Das Risiko, dass die Erkrankung eines Mannes fortschreitet oder er später einen Krankheitsrückfall (Rezidiv) hat, ist in dieser Situation eher gering.

Active Surveillance vor allem bei frühem Prostatakrebs: Nicht für alle Männer mit Prostatakrebs kommt eine aktive Überwachung infrage. Neben dem frühen Krankheitsstadium sind auch das Alter eines Mannes, Begleiterkrankungen und weitere medizinische Kriterien ausschlaggebend.

Medizinische Kriterien für eine Active Surveillance:

  • Wert des Prostata-spezifischen Antigens (PSA-Wert) im Blut bis zu 10 ng/ml
  • Gleason-Score bis 6 (Gleason-Score beschreibt das Wachstumsmuster der Krebszellen im entnommenen Gewebe)
  • Tumorstadium cT1 oder cT2a (das bedeutet: es ist ein kleiner, auf die Prostata begrenzter Tumor)
  • maximal 2 von 10 bis 12 Gewebeproben einer Biopsie enthalten Tumorzellen
  • maximal die Hälfte einer betroffenen Gewebeprobe darf aus Tumorgewebe bestehen.

Hinweis: Ausführlicher Erklärungen zu den oben genannten medizinischen Kriterien finden Sie in dem Text Diagnose Prostatakrebs: Untersuchungen bei Krebsverdacht.



In den ersten 2 Jahren geht ein betroffener Mann alle 3 Monate zu den Kontrolluntersuchungen. Dabei spricht er auch über seinen Gesundheitszustand und kann auf vorhandene Beschwerden hinweisen.

Zum Weiterlesen

Wie genau die Untersuchungen ablaufen, können Sie unter Diagnose Prostatakrebs: Untersuchungen bei Krebsverdacht nachlesen.

Zur Active Surveillance gehören verschiedene Untersuchungen. Einige kommen bei jedem Kontrolltermin auf einen Betroffenen zu, andere in größeren Abständen.

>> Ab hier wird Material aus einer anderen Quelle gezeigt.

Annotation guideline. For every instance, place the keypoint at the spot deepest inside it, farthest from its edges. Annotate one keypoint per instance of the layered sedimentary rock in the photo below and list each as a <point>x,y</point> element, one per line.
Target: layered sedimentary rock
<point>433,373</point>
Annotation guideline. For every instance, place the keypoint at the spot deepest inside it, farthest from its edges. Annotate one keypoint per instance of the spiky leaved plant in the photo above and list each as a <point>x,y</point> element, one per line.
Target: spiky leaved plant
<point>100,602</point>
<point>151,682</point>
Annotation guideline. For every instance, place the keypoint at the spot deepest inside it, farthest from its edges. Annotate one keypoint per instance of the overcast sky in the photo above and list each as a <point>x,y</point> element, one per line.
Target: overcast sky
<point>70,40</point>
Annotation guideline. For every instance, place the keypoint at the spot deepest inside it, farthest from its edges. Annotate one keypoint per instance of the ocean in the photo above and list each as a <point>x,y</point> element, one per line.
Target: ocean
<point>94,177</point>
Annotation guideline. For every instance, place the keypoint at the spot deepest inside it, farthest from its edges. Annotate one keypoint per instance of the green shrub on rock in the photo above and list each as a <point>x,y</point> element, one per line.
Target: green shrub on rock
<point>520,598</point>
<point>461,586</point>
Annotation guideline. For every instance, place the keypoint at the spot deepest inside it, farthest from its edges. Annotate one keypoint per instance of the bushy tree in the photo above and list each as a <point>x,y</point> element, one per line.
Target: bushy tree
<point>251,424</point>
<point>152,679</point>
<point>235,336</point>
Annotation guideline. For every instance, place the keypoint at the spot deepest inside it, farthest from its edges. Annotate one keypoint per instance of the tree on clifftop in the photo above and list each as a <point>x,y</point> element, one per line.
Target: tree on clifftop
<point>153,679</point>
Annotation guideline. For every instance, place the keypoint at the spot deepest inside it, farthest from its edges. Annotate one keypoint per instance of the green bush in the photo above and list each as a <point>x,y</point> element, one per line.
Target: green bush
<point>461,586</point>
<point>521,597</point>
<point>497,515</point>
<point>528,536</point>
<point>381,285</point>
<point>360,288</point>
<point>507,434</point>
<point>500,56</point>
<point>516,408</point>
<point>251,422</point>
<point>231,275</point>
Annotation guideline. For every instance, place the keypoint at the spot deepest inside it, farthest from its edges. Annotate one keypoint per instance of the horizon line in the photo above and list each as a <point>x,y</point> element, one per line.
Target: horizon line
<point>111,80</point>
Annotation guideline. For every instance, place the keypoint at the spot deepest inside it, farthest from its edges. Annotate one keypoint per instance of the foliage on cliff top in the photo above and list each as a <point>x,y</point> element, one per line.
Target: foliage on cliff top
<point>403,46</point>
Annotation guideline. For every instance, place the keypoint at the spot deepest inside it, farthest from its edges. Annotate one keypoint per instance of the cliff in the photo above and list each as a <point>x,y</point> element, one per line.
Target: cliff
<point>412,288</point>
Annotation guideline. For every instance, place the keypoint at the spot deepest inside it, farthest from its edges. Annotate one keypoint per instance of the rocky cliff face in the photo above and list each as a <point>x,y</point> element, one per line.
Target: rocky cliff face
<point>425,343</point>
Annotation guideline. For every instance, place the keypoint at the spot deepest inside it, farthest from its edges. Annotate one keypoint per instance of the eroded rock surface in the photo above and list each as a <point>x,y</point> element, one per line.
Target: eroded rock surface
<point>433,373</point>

  • Digital-rektale Untersuchung (DRU): Ein Mann bekommt in den ersten 2 Jahren bei jeder Kontrolle alle 3 Monate die Prostata vom Enddarm aus abgetastet. Danach alle 6 Monate, wenn der PSA-Wert stabil bleibt.
  • Blutentnahme: Neben der DRU bekommt ein Mann in den ersten 2 Jahren ebenfalls alle 3 Monate seinen PSA-Wert aus einer Blutprobe bestimmt. Bleibt der Wert stabil, sind die folgenden Kontrolltermine alle 6 Monate.
  • Multiparametische Magnetresonanztomographie (mpMRT): Hat ein Mann vor dem Beginn der aktiven Überwachung eine Biopsie unter MRT-Kontrolle erhalten? Dann folgt die nächste Untersuchung (mpMRT-gestützte und systematische Re-Biopsie) erst 12 Monate nach Beginn der aktiven Überwachung. Beginnt die Active Surveillance ohne eine mpMRT-gestützte Biopsie, erhalten Männer diese Untersuchungen innerhalb von 6 Monaten.
  • Wiederholte Biopsien (Kontroll-Biopsien): Gewebeentnahmen aus der Prostata zur Kontrolle nach der mpMRT-gestützten Biopsie sind für Betroffene in den ersten 3 Jahren alle 12 bis 18 Monate notwendig. Bleibt der Befund gleich, verändern sich die Eigenschaften des Tumors also nicht, dann nur noch alle 3 Jahre.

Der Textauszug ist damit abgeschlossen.